Tindak terorisme yang mungkin sulit
dilupakan masyarakat Indonesia ialah peristiwa Bom Bali tahun 2002 dan 2005.
Dapat dikatakan bahwa Bali merupakan “Pulau Pariwisata”. Bali menjadi destinasi
wisata yang paling banyak dikunjungi di Indonesia sejak era Orde Baru. Berdasarkan
data dari Erawan (2003), pada tahun 2000, Bali menggantungkan 59,95 persen
perekonomiannya dari pariwisata. Setelah peristiwa Bom Bali 2002, perekonomian
dari sektor pariwisata menurun drastis menjadi 47,42 persen (Putra dan
Hitchcok, 2008: 86).
Ketika masyarakat Bali masih trauma atas
insiden di tahun 2002, serangan teror kembali terjadi pada 2005. Lagi-lagi
wilayah Kuta yang menjadi terget. Bom Bali 2005 dikatakan berdampak lebih besar
terhadap pariwisata dibanding hal serupa tahun 2002. Padahal, masyarakat Bali
masih berupaya keras untuk memulihkan diri mereka pascainsiden 2002. Jumlah
kunjungan wisatawan ke Pulau Dewata langsung menurun tajam. Di akhir tahun
2005, okupansi hotel menurun menjadi sekitar 40 persen. Dan di tahun 2006,
okupansi hotel menurun lebih tajam, hanya berada di kisaran 30 persen (Putra
dan Hitchcok, 2008: 96).
Upaya
Mitigasi Aksi Terorisme
Aksi terorisme merupakan upaya kejahatan
yang sulit untuk dicegah. Negara maju seperti Amerika Serikat, Inggris, atau
Prancis telah terbukti bisa “kecolongan” dengan aksi terorisme. Terorisme
mungkin dapat dideteksi oleh aparat intelijen, namun tetap saja kita tidak
dapat menerka secara pasti isi kepala si pelaku teror. Cukup sulit untuk
memprediksi aksi teror yang akan dilakukan pada hari dan waktu yang spesifik.

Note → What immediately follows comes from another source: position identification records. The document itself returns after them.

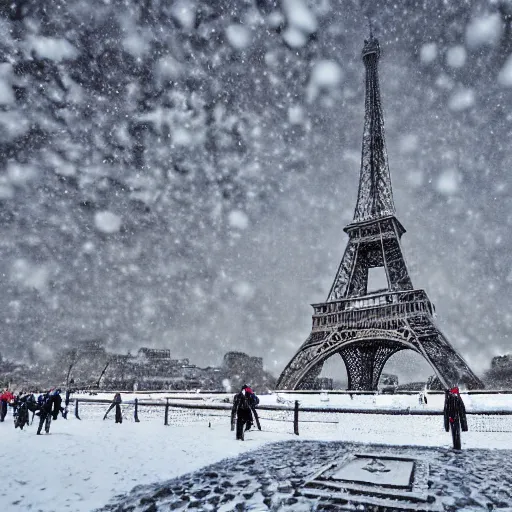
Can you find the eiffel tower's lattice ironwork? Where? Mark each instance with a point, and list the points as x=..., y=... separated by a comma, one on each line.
x=362, y=327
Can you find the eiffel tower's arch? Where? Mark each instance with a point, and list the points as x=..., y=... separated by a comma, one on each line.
x=364, y=353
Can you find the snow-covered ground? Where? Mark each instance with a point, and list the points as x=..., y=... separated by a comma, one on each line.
x=332, y=400
x=81, y=465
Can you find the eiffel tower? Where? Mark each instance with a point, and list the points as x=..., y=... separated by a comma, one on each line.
x=367, y=328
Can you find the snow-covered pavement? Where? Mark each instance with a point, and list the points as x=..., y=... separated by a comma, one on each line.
x=82, y=465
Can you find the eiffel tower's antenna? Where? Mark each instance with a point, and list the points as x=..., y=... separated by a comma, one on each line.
x=370, y=25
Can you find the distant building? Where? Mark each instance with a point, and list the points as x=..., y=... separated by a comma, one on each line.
x=240, y=368
x=322, y=383
x=89, y=365
x=501, y=361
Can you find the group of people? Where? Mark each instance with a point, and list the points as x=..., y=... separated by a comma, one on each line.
x=46, y=406
x=243, y=413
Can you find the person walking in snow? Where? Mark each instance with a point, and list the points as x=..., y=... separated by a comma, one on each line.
x=242, y=411
x=253, y=403
x=49, y=407
x=454, y=415
x=116, y=402
x=5, y=398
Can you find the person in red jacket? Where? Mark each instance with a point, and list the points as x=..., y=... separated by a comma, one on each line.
x=5, y=398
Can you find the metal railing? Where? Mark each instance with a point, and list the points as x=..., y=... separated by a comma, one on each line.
x=289, y=419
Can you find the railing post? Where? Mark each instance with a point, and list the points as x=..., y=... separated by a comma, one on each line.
x=296, y=418
x=136, y=411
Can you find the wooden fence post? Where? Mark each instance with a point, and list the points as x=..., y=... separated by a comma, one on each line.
x=136, y=411
x=296, y=418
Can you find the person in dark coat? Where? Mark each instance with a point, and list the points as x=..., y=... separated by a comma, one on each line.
x=5, y=398
x=455, y=415
x=253, y=403
x=116, y=402
x=242, y=411
x=45, y=412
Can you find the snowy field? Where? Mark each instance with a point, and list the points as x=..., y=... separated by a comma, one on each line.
x=473, y=402
x=82, y=465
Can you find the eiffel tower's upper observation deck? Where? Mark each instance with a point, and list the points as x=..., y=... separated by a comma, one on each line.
x=375, y=196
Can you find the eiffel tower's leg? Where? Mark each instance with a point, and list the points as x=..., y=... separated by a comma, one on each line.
x=397, y=268
x=343, y=276
x=308, y=356
x=451, y=369
x=309, y=379
x=365, y=362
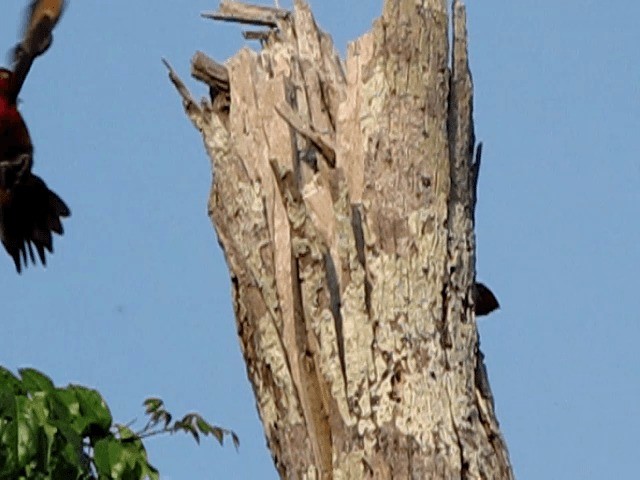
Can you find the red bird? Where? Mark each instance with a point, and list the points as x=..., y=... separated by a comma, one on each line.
x=29, y=211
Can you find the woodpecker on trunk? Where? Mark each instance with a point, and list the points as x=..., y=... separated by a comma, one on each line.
x=484, y=299
x=29, y=211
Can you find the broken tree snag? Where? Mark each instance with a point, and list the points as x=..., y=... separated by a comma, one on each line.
x=343, y=198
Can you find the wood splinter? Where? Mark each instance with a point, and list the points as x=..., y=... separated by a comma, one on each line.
x=323, y=144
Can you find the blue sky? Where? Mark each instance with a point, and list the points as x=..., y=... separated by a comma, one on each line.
x=135, y=301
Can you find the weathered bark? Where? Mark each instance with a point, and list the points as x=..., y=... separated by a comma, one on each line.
x=343, y=198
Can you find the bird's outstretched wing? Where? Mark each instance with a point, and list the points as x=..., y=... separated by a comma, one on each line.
x=29, y=213
x=41, y=18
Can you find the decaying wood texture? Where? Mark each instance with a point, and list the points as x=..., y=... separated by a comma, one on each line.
x=343, y=197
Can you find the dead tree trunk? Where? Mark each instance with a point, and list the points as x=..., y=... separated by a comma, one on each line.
x=343, y=197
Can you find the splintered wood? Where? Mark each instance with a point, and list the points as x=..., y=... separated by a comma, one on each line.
x=343, y=198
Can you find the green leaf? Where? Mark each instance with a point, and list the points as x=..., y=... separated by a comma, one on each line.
x=152, y=404
x=110, y=458
x=95, y=411
x=10, y=383
x=35, y=381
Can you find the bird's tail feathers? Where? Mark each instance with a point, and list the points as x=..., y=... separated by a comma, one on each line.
x=28, y=217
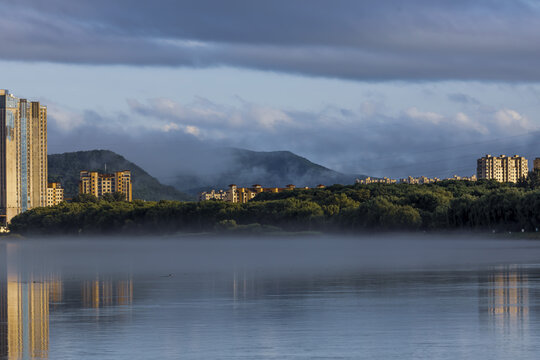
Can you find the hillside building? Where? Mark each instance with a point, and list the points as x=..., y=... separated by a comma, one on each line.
x=502, y=168
x=242, y=195
x=212, y=195
x=55, y=194
x=94, y=183
x=23, y=155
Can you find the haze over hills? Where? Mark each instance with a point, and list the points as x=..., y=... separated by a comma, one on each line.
x=65, y=168
x=275, y=168
x=239, y=166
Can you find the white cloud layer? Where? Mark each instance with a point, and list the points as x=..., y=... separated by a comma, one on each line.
x=416, y=141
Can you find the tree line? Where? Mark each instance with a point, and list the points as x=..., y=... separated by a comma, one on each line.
x=482, y=205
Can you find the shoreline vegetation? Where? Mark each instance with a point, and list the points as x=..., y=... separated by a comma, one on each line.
x=482, y=206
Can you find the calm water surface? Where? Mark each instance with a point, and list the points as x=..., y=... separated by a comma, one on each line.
x=327, y=298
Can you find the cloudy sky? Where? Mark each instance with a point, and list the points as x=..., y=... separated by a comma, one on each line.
x=384, y=87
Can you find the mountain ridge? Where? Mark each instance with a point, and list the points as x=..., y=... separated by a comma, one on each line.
x=65, y=168
x=268, y=168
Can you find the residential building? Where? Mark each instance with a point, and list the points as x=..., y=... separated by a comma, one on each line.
x=98, y=184
x=370, y=180
x=23, y=155
x=55, y=194
x=502, y=168
x=212, y=195
x=237, y=194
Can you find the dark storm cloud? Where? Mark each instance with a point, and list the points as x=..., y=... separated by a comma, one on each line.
x=391, y=39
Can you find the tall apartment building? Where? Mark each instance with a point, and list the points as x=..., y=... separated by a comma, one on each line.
x=98, y=184
x=55, y=194
x=502, y=168
x=23, y=155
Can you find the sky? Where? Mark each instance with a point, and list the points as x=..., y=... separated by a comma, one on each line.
x=385, y=88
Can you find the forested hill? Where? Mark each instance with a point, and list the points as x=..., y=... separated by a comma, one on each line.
x=268, y=168
x=65, y=168
x=484, y=206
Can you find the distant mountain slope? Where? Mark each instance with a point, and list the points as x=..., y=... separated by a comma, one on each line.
x=275, y=168
x=66, y=168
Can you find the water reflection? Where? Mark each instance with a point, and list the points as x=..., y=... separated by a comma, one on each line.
x=106, y=292
x=26, y=299
x=24, y=311
x=507, y=298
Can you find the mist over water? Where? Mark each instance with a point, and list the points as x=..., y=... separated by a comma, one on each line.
x=371, y=297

Karena terorisme sulit diprediksi kapan
akan terjadi, setidaknya seluruh negara telah menyusun prosedur mitigasi untuk
mengatasi aksi terorisme yang sedang atau sudah terjadi. Sonmez, Yiorgos, dan
Tarlow (1999) menyebut hal itu sebagai manajemen krisis. Pemerintah perlu
membuat pedoman manajemen krisis untuk mengatasi peristiwa-peristiwa darurat,
seperti: aksi teror, perang, bencana alam, wabah penyakit, dan sebagainya.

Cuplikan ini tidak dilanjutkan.